Gideon of the Trials Gideon of the Trials Elspeth Conquers Death

In:

Baffling End Baffling End Stasis Snare

Try not to expose your Daxos to Wild Slash in the early turns of this matchup. If you deploy other things first, Daxos will be an unkillable blocker and gain you a lot of life over the course of the game.

VS Lotus Breach

Out:

Mastery of the Unseen Mastery of the Unseen Mastery of the Unseen Baffling End Baffling End Elspeth Conquers Death Elspeth Conquers Death Knight of the White Orchid Knight of the White Orchid

In:

Damping Sphere Damping Sphere Damping Sphere Damping Sphere Gideon, Ally of Zendikar Gideon, Ally of Zendikar Gideon of the Trials Rest in Peace Rest in Peace

My experience in this matchup is that Rest In Peace is actually very medium. Against you, they don’t need to actually combo off; they just need to cast Ugin, the Spirit Dragon most of the time. Rest in Peace does nothing to prevent that, but I still bring it in because the cards I am cutting are so bad.
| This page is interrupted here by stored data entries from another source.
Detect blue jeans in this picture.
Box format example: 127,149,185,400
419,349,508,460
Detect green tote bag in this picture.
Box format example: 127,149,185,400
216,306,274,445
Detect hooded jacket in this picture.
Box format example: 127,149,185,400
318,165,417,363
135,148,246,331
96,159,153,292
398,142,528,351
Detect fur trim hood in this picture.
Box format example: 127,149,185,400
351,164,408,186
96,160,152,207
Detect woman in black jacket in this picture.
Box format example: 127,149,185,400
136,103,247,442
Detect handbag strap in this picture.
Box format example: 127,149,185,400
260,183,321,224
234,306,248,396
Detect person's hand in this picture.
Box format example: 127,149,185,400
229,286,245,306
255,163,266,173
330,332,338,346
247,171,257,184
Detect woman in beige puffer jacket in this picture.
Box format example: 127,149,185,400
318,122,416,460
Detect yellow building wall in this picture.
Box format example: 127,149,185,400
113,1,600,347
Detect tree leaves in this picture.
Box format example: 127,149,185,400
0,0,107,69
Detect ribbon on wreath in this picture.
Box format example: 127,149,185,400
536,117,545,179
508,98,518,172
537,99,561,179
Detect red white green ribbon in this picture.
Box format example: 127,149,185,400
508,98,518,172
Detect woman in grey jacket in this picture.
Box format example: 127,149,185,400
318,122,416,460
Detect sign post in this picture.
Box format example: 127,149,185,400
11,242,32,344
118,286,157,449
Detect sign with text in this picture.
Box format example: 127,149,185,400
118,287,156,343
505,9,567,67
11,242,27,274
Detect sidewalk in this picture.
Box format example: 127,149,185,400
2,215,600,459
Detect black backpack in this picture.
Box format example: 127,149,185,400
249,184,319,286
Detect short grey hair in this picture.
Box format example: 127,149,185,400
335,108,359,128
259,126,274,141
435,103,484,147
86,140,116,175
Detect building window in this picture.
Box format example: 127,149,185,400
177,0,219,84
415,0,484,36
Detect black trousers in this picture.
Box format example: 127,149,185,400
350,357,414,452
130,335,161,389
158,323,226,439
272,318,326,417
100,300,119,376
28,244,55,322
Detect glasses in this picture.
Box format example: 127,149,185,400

You have two basic plans in this matchup: Damping Sphere plus pressure or the Heliod combo. As a result, I do not keep any hand unless it has part of the combo or Damping Sphere. If you do have a Walking Ballista, the right strategy is often to cast it for one immediately, just in case you happen to topdeck Heliod, Sun-Crowned. A Turn 4 kill is usually good enough even in this matchup. You generally want to avoid casting Damping Sphere on Turn 2. Wait until they play a Lotus Field, and then play the Sphere to limit their mana. I have found small number of Baffling End to be surprisingly effective here. Arboreal Grazers and Fae of Wishes can slow your beatdown a lot.

VS Bant Spirits

Out:

Gideon of the Trials Gideon of the Trials Mastery of the Unseen Mastery of the Unseen Mastery of the Unseen

In:

Baffling End Baffling End Stasis Snare Glare of Heresy Glare of Heresy

This matchup can play out in a few different ways. In some games, you will play the control deck, removing their lords and Spell Quellers and then winning with your individually better cards. In others, you will race using Heliod’s lifelink ability and attacks from the God himself. In still others a Nykthos-powered Ballista will end the game singlehandedly. The most important thing to remember in this matchup is that Spell Queller is their only real answer to the combo. If things get bad, just go for it!

VS Sultai Delirium

Out:

Daxos, Blessed By the Sun Daxos, Blessed By the Sun Mastery of the Unseen Mastery of the Unseen Gideon of the Trials Gideon of the Trials

In:

Gideon, Ally of Zendikar Gideon, Ally of Zendikar Baffling End Baffling End Rest in Peace Rest in Peace

Most games you win of this matchup will involve the combo, but it will take a lot of setup to arrange. Rest in Peace will force out a removal spell, so try to get some value off the trigger first. Then, pressure them as much as you can, and go for the combo just before they cast Emrakul, the Promised End. Even if you have Stasis Snare, you will usually die soon after they control your turn. Be aware that if you manage to achieve a three-counter Ballista with two Heliod activations up, you can go off through a single removal spell. That sometimes happens in this matchup.

Mono-White Devotion is not the best deck in Pioneer, but it reasonably well-positioned and fundamentally powerful. If weird combo decks are not your style, try giving eighteen basic Plains a try. You won’t be disappointed.